She worked hard - you sense that's an essential part of her character not from what she says but from what she does - but she's played hard too. Her burgeoning sexuality was a concern to her father from her early teens and she's frank about her relationships when extramarital sex was still frowned upon. For thirteen years she had a secret affair with a man who was not only married, but married to a close friend of her mother. Rayne Kruger would later be her husband until his death twenty five years later.
It's strange what really brings someone to your attention. I'd unconsciously known the Leith name for what seemed like forever but it was when my husband, seasoned eater of conference buffet food, went to an event at the QE2 Centre confidently expecting the usual rubber chicken or cardboard sandwich and came home raving about the food that I sat up and took notice. It was, he said, the sort of good food which we ate at home but achieved on a massive scale. So - it wasn't just the usual restaurant hype. And then - when The bookbag had not been going for very long - I reviewed The Gardener and received a lovely email from Prue Leith. I'll confess that I was impressed - but would I be as impressed by her autobiography?

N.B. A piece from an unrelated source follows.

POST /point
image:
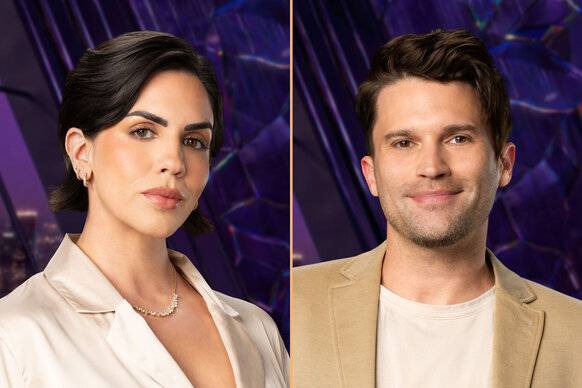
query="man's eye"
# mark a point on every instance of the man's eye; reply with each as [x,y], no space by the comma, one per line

Yes, I was. At the beginning I struggled very slightly to sort out who was who, but the effort of giving just a little more attention paid dividends. Leith is frank about her own actions and as open about her business and personal failures as her successes but she's never gratuitously hurtful and I never - even for a moment - heard the sound of axes being ground. Building her businesses was obviously very hard work but the detail is interesting and informative. It's clear that she doesn't set out to impress but I was blown away by the extent of her achievements.
What impressed me most though was she was still a mother to her children. When she became Veuve Clicquot Businesswoman of the Year in 1991 her son Daniel disputed whether this could be correct as she was always at home for him and his sister. Few working mothers will disagree that this was the greatest accolade she could have been given.
Do read The Gardener - it's a thoroughly enjoyable book. For more lives of cooks we can recoomend Spilling the Beans by Clarissa Dickson Wright and Stirred But Not Shaken: The Autobiography by Keith Floyd.